Search code examples
rustconcurrency

How can I share the data without locking whole part of it?


Consider the following scenarios.

let mut map = HashMap::new();
map.insert(2,5);    
thread::scope(|s|{
    s.spawn(|_|{
        map.insert(1,5);
    });
    s.spawn(|_|{
        let d = map.get(&2).unwrap();
    });
}).unwrap();

This code cannot be compiled because we borrow the variable map mutably in h1 and borrow again in h2. The classical solution is wrapping map by Arc<Mutex<...>>. But in the above code, we don't need to lock whole hashmap. Because, although two threads concurrently access to same hashmap, they access completely different region of it.

So I want to share map through thread without using lock, but how can I acquire it? I'm also open to use unsafe rust...


Solution

  • in the above code, we don't need to lock whole hashmap

    Actually, we do.

    Every insert into the HashMap may possibly trigger its reallocation, if the map is at that point on its capacity. Now, imagine the following sequence of events:

    • Second thread calls get and retrieves reference to the value (at runtime it'll be just an address).
    • First thread calls insert.
    • Map gets reallocated, the old chunk of memory is now invalid.
    • Second thread dereferences the previously-retrieved reference - boom, we get UB!
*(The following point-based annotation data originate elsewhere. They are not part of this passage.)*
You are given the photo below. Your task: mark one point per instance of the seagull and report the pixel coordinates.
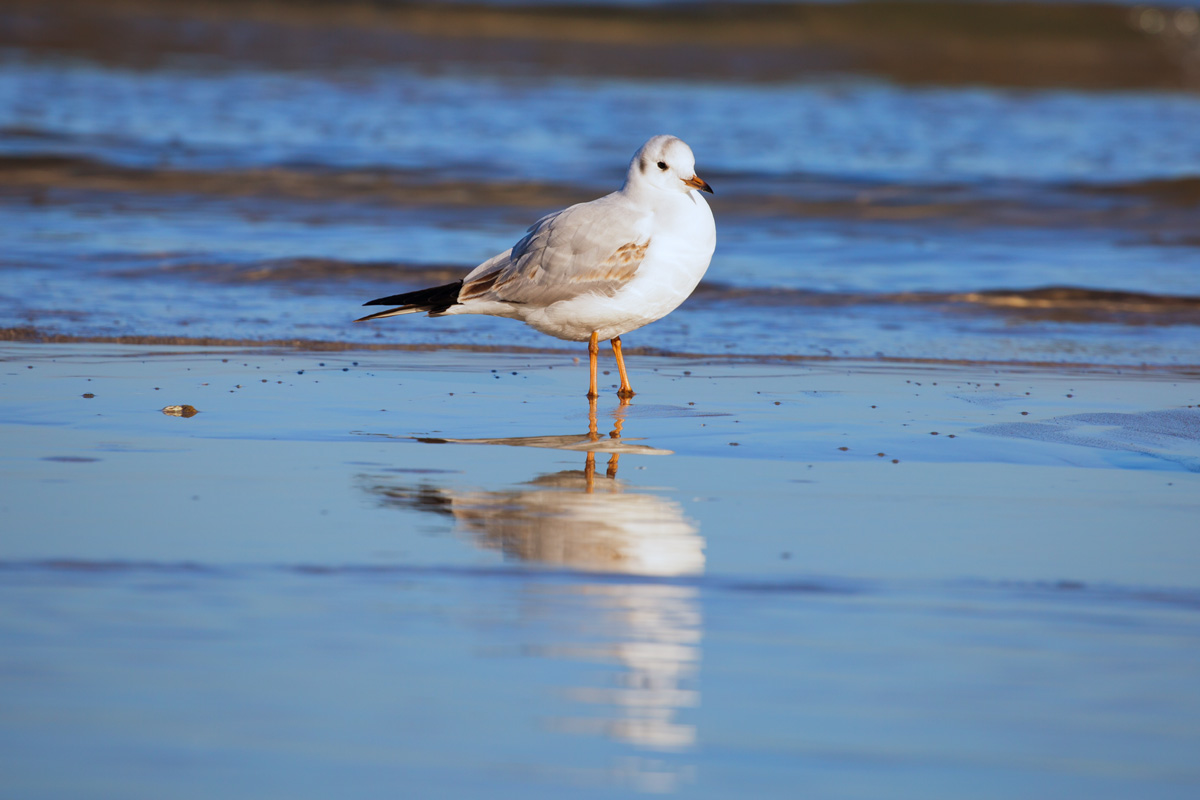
(594, 270)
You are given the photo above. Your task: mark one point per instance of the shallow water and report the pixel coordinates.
(401, 572)
(859, 214)
(307, 589)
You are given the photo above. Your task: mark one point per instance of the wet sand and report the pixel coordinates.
(421, 572)
(1018, 452)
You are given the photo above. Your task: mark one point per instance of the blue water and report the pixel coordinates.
(179, 187)
(840, 582)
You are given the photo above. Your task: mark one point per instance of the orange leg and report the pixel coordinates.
(625, 390)
(593, 355)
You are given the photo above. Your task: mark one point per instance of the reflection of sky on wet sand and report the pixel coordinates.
(645, 633)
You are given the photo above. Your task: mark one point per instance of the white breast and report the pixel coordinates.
(676, 260)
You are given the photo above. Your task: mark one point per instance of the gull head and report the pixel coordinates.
(665, 163)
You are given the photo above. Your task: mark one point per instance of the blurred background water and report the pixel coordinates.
(942, 180)
(283, 599)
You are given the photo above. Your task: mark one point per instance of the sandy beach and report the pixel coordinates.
(763, 524)
(905, 506)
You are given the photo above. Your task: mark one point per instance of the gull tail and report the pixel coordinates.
(435, 300)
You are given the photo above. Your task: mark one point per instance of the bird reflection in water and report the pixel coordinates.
(597, 523)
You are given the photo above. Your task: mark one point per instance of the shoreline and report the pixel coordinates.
(36, 337)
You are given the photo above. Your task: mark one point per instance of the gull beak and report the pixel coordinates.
(695, 181)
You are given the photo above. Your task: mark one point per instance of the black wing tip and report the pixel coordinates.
(435, 299)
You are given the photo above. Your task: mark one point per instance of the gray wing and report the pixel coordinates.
(592, 247)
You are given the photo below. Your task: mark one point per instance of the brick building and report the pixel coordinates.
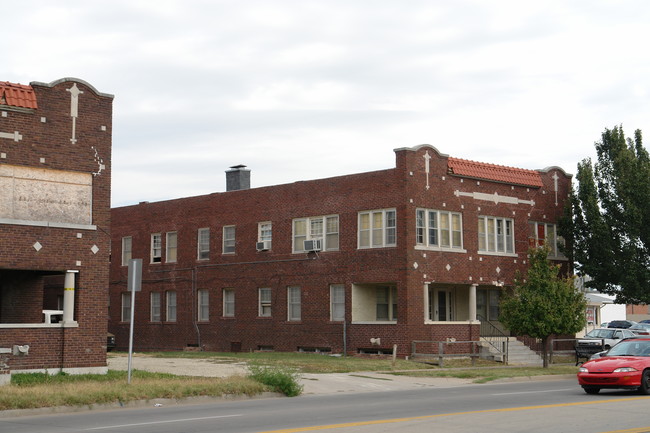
(55, 152)
(354, 263)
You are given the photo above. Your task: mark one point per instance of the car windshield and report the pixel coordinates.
(631, 348)
(601, 333)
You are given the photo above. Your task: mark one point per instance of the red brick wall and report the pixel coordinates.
(48, 145)
(247, 269)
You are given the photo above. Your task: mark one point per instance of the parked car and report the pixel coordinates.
(640, 328)
(621, 324)
(601, 339)
(626, 366)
    So, if you need to insert something in the map concurrently, you have to synchronize that somehow.

    For the standard HashMap, the only way to do this is to lock the whole map, since the reallocation invalidates every element. If you used something like DashMap, which synchronizes access internally and therefore allows inserting through shared reference, this would require no locking from your side - but can be more cumbersome in other parts of API (e.g. you can't return a reference to the value inside the map - get method returns RAII wrapper, which is used for synchronization), and you can run into unexpected deadlocks.